If you have an engine that bogs down (too lean - too much air) or 4 strokes (too rich - too much fuel) at wide open throttle, the only way to cure it is to do a main jet change to a smaller or bigger jet.
you just have to play with it and try each setting. the weather where you live will have a lot to do with what setting works best for your cab and engine too.
I still think that you are fighting an air leak at the carb to intake mounting point because of what you said about the idle going up & down.
get the air leak fixed fiorst and then play with the needle settings.
the way to tune a carb is to do one thing at a time and take notes on what you did and what made it run better or worse.

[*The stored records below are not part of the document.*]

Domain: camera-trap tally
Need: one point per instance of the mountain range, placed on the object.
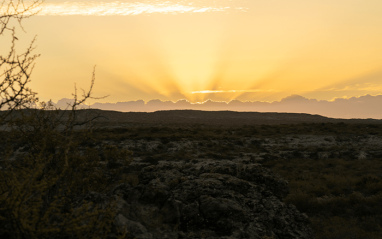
(356, 107)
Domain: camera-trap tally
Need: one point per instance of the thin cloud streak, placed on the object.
(120, 8)
(230, 91)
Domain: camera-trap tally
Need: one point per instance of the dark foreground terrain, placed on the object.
(333, 167)
(210, 175)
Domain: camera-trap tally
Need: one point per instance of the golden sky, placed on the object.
(256, 50)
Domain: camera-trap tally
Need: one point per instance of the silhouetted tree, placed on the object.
(16, 67)
(50, 186)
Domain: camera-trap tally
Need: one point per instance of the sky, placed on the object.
(198, 50)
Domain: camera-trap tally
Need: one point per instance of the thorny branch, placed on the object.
(16, 68)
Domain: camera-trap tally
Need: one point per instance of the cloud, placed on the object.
(130, 8)
(366, 106)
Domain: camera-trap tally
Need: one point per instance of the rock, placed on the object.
(208, 199)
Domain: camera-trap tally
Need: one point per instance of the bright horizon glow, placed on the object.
(220, 50)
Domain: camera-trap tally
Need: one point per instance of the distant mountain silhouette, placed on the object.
(356, 107)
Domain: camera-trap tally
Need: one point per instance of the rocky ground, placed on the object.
(207, 199)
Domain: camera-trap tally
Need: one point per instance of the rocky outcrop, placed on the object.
(207, 199)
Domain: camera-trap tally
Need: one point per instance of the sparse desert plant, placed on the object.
(50, 187)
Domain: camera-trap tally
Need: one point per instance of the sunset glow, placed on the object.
(209, 49)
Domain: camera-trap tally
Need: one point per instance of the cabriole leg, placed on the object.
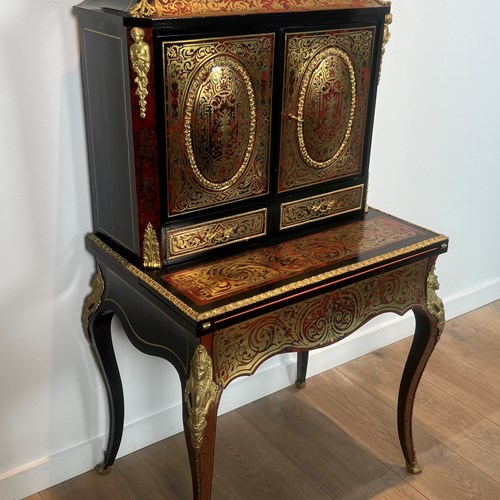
(429, 327)
(201, 401)
(102, 346)
(302, 360)
(97, 327)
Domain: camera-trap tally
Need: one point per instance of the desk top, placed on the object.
(270, 273)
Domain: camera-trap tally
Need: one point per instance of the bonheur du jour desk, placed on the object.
(220, 319)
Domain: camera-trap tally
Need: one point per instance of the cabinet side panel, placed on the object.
(108, 129)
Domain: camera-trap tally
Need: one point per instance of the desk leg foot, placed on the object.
(102, 347)
(102, 470)
(302, 360)
(414, 469)
(429, 324)
(200, 404)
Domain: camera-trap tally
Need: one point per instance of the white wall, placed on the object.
(435, 161)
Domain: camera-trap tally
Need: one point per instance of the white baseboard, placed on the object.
(274, 375)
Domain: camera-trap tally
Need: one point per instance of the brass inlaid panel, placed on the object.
(218, 113)
(323, 206)
(209, 282)
(200, 237)
(427, 240)
(320, 321)
(189, 8)
(326, 87)
(327, 100)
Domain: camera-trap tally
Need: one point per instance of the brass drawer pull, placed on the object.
(323, 207)
(221, 235)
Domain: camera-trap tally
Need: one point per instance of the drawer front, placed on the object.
(191, 240)
(326, 89)
(323, 206)
(218, 116)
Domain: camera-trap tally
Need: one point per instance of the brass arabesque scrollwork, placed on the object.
(327, 63)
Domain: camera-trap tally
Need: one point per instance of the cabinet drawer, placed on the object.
(190, 240)
(323, 206)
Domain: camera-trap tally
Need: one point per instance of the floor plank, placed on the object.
(371, 423)
(92, 486)
(456, 424)
(253, 467)
(331, 458)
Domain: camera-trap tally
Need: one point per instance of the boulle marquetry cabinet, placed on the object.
(229, 145)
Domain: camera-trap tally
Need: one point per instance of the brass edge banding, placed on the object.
(196, 316)
(173, 232)
(152, 344)
(387, 36)
(284, 206)
(108, 35)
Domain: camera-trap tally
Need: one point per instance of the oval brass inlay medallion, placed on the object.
(220, 123)
(326, 106)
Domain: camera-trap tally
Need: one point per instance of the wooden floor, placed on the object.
(337, 437)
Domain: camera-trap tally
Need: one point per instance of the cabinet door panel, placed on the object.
(325, 98)
(218, 107)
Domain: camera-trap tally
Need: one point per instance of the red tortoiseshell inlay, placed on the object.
(219, 279)
(188, 8)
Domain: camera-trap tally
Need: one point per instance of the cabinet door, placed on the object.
(325, 98)
(218, 114)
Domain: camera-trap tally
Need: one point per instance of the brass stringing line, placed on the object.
(262, 296)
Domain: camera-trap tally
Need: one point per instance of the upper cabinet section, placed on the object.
(326, 87)
(218, 116)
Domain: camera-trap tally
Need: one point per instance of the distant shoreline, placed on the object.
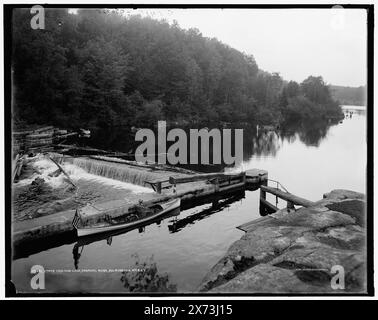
(353, 107)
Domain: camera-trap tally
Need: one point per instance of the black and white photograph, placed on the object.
(188, 150)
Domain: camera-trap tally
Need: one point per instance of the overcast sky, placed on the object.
(294, 42)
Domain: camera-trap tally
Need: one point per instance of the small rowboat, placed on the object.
(142, 216)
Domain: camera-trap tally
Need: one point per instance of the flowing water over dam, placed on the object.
(308, 160)
(113, 170)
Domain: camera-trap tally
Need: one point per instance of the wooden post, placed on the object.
(216, 184)
(158, 187)
(262, 192)
(290, 205)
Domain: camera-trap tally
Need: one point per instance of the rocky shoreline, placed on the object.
(298, 251)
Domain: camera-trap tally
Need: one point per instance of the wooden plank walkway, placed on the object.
(288, 196)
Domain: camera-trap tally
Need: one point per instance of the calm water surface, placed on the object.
(308, 160)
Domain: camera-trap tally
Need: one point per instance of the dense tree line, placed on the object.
(103, 68)
(349, 95)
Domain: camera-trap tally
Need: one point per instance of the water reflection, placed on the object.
(257, 141)
(217, 205)
(78, 248)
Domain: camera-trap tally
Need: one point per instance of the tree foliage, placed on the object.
(101, 68)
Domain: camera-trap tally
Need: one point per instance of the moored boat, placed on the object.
(140, 217)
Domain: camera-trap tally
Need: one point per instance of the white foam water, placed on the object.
(46, 167)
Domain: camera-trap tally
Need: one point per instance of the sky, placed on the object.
(294, 42)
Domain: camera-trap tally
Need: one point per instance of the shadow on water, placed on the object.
(26, 249)
(257, 141)
(217, 206)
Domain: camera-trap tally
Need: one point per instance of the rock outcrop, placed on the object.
(299, 251)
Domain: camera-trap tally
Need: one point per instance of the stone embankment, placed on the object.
(298, 251)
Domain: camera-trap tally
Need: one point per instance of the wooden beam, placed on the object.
(200, 177)
(288, 196)
(64, 172)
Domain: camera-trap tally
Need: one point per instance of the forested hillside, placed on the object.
(349, 95)
(101, 68)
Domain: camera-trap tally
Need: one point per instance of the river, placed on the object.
(308, 160)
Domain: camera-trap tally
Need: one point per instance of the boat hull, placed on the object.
(167, 207)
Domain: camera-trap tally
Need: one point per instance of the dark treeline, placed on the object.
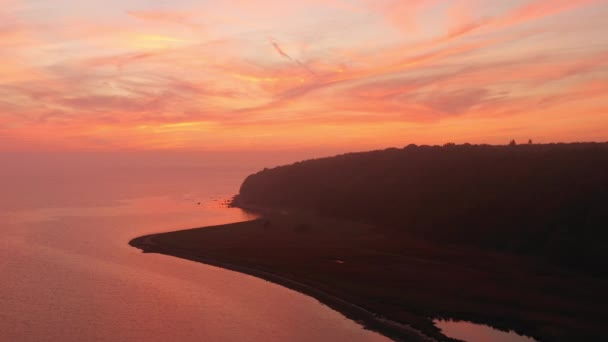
(545, 200)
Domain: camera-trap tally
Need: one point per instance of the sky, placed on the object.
(336, 74)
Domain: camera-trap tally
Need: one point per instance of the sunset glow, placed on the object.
(218, 75)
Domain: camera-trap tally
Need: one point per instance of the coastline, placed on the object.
(394, 284)
(369, 320)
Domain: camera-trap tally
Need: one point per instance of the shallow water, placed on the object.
(472, 332)
(68, 273)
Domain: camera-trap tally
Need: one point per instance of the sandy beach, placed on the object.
(393, 286)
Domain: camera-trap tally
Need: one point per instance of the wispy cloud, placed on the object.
(362, 71)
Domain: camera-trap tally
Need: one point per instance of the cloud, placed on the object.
(280, 51)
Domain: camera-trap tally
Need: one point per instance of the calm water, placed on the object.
(472, 332)
(68, 273)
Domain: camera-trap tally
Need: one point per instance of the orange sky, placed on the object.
(245, 74)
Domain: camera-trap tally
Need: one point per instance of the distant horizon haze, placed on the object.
(323, 75)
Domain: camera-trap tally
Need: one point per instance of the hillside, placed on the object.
(542, 200)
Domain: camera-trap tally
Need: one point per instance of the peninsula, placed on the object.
(509, 236)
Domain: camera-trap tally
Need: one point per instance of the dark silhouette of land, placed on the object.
(511, 236)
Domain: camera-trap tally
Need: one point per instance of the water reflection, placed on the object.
(68, 273)
(472, 332)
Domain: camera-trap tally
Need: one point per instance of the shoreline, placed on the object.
(367, 319)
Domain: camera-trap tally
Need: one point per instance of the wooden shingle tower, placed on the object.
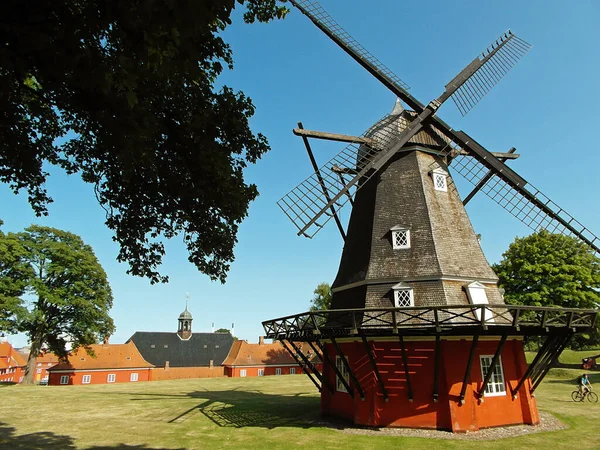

your idle sounds fine, maybe a little high (but that's just my opion)

1 - Wasn't sure if Teflon would hold up or not, knowing it will, I'll be doing that tonight.

2 - Bikeberry.com is sending out out today free of charge! :)

3 - Last time I looked at my CDI its completely sealed on the top, including the wires (Black rubber coating). So I think I can get a boot repair kit and just replace the boot. I work at Advance Auto and I work in a few hours so I'll be sure to pick up a simple boot for it.

4 - I am not sure if you saw the picture but its a custom built intake. Due to the size of my frame this was the only way to make it fit. I will go through everything again and make sure its all tightened down. I just replaced the copper tube last night after I made this thread to a 90* fitting and it seems to be running better and holding onto that coupling better. I've only been playing with the idle adjustment so far. Nothing else. I have noticed I can bring the bike to a nice slow rumble but the engine would stall out after a minute. I'll trace everything and tighten it all back down.

5 - I did notice that when I'm accelerating I need to let off the throttle and then go at it again. Something when I do that helps to increase my speed and the bikes running. Not sure if thats not enough gas getting into the mixture or what.

7 - I guess I need to play with the settings this weekend and see what I can make of it.

Thanks for the post, a lot was pretty simple I just wanted a second opinion before I go trying things that are gonna fail or cost me more in the end.